Opinion Text: In his first point of error, appellant contends that trial counsel was ineffective in several ways, such as: allowing evidence of appellant's juvenile record to be admitted without objection, failing to conduct a thorough investigation prior to trial, failing to subpoena the complainant's wife, and failing to realize the discrepancy in the complainant's initial description of appellant. In order to determine whether appellant's trial counsel rendered ineffective assistance at trial, we must first determine whether appellant has shown that counsel's representation fell below an objective standard of reasonableness and, if so, then determine whether there is a reasonable probability that the result would have been different but for counsel's errors. Strickland v. Washington, 466 U.S. 668, 104 S.Ct. 2052, 80 L.Ed.2d 674 (1984); Hernandez v. State, 988 S.W.2d 770 (Tex.Cr.App.1999); Hernandez v. State, 726 S.W.2d 53, 55 (Tex.Cr.App.1986). In order to assess counsel's performance, we must make every effort to eliminate the distorting effects of hindsight, to reconstruct the circumstances, and to evaluate the conduct from counsel's perspective at the time. We must indulge a strong presumption that counsel's conduct fell within the wide range of reasonable professional assistance; and appellant must overcome the presumption that, under the circumstances, the challenged action might be considered sound trial strategy. Stafford v. State, 813 S.W.2d 503, 508 09 (Tex.Cr.App.1991).

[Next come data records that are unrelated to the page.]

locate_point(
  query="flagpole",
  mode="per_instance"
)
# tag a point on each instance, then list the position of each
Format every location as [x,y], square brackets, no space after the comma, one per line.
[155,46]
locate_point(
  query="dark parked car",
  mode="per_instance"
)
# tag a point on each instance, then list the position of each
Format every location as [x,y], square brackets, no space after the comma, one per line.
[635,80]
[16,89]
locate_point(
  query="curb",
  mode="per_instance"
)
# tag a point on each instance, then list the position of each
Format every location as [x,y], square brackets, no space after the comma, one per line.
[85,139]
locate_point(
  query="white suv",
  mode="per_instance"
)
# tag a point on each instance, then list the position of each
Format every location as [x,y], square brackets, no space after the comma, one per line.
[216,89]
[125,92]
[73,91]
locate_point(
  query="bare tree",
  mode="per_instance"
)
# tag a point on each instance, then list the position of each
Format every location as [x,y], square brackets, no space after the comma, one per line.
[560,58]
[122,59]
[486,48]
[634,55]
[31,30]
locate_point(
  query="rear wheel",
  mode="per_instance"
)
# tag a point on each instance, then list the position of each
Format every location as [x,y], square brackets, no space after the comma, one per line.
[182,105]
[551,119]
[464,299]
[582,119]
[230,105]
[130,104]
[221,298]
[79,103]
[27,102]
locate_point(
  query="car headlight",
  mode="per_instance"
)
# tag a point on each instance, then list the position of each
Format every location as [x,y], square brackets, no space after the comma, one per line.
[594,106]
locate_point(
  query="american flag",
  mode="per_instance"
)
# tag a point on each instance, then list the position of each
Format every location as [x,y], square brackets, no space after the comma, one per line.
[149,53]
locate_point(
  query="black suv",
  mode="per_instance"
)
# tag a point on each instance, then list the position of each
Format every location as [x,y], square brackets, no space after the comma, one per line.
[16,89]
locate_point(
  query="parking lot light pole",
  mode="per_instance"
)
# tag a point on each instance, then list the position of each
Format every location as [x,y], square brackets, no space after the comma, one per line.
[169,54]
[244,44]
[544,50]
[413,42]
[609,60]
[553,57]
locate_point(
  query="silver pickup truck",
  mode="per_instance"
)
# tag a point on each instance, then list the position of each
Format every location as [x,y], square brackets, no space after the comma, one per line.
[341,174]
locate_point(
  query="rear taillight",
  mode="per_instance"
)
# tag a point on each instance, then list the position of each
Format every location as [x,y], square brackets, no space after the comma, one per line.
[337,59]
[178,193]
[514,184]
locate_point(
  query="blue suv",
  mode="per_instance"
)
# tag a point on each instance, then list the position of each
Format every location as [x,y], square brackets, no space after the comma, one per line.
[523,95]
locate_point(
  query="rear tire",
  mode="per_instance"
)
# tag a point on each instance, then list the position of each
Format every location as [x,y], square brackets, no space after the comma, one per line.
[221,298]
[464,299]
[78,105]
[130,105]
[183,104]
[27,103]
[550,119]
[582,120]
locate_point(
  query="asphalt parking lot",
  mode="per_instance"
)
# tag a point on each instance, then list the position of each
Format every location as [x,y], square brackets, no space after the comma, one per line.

The record does show that the State used appellant's juvenile record to impeach appellant after he volunteered during cross examination that he "had never been in trouble before." Generally, evidence of a juvenile adjudication is not admissible to impeach a witness. TEX.R.EVID. 609(d). A defendant who "opens the door" to otherwise inadmissible evidence risks having that evidence admitted and used against him at trial. Feldman v. State, 71 S.W.3d 738, 755 56 (Tex.Cr.App.2002); see Delk v. State, 855 S.W.2d 700, 704 (Tex.Cr.App.), cert. den'd, 510 U.S. 982, 114 S.Ct. 481, 126 L.Ed.2d 432 (1993). In Feldman, the court upheld an inquiry into the defendant's prior "trouble," including the defendant's prior juvenile arrests. In this case, the evidence was admissible to correct the false impression left by appellant when he volunteered that he had never been in trouble before. Because the evidence was admissible, trial counsel was not ineffective by failing to object. McFarland v. State, 845 S.W.2d 824, 846 (Tex.Cr.App.1992), cert. den'd, 508 U.S. 963, 113 S.Ct. 2937, 124 L.Ed.2d 686 (1993).